Es folgen drei Kapitel der praktischen Anwendung. In Kapitel vier geht Kuhrt auf die Bedeutung von Wrights Eschatologie für die seelsorgerliche Praxis ein. Welche Bedeutung kann die Theologie von der Neuschöpfung für trauernde oder leidende Menschen haben? Er schließt mit der Frage, wie sehr eine Auferstehungs-Eschatolgie vermittelbar ist angesichts des quasi-gnostischen Dualismus, der die kirchliche Alltagssprache prägt.
Im fünften Kapitel wendet sich Kuhrt den Implikationen für Evangelisation und Mission zu. Wenn Gottes neue Schöpfung diese Erde mit einbezieht, dann hat diese Welt eine deutlich höhere Bedeutung, dann ist Mission ganz selbstverständlich ganzheitlich – ohne dabei den persönlichen Glauben als Gottesbeziehung des Einzelnen zu vernachlässigen. Wenn Jesus schon heute Herr der ganzen Welt ist, dann ist das wesentlicher Bestandteil christlicher Verkündigung.
Im sechsten Kapitel geht es um die Konsequenzen Wright’scher Theologie für das sonstige Gemeindeleben, für Gemeinschaft und Zugehörigkeit, für christliche Charakterentwicklung. Kuhrt geht ein auf Vergebung und auf den Einsatz der Gaben und Fähigkeiten aller Gemeindeglieder, auf Gottesdienst-Gestaltung und die Rolle von Frauen in der Gemeinde oder den Umgang mit Homosexualität. Schließlich benennt Kuhrt ein paar Punkte, an denen er nicht mit Wright übereinstimmt und bekennt ganz am Ende des Kapitels, dass die konsequente Anwendung von Wrights Theologie die Gemeinde auch einzelne Mitglieder gekostet hat.
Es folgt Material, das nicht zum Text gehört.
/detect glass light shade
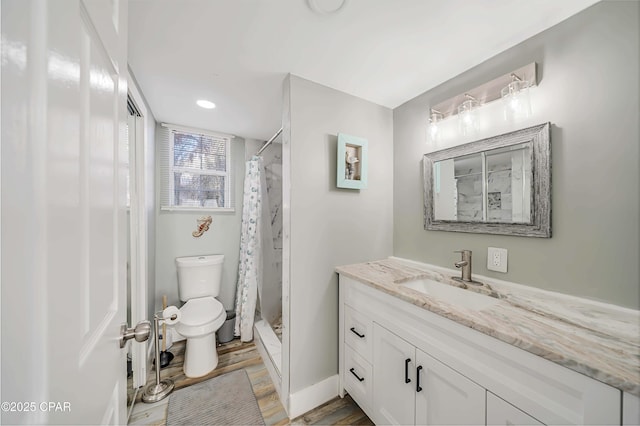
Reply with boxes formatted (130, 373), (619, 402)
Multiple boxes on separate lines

Kuhrt schließt das Buch mit dem siebten Kapitel. Unter der Überschrift „The challenge of Tom Wright to the Church“ kehrt er zurück zum Thema des zweiten Kapitels: Wo hat die gegenwärtige evangelikale Christenheit eine Korrektur nötig? In Kuhrts Worten (S. 102f.):

One most challenging but important question to which we need to have an answer is, what fresh insights from the Bible have really changed our evangelical tradition in the last ten years? It is not a bad idea to ask this question in terms of our personal Christian lives as well! If we struggle to find an answer, or resent the question being asked, the chances are that our authority is resting somewhere other than the Bible.

Es ist diese Herausforderung, die Kuhrts Buch prägt und die es neben dem kompakten Einblick in und Überblick über Wrights theologisches Denken zu einer absoluten Leseempfehlung macht.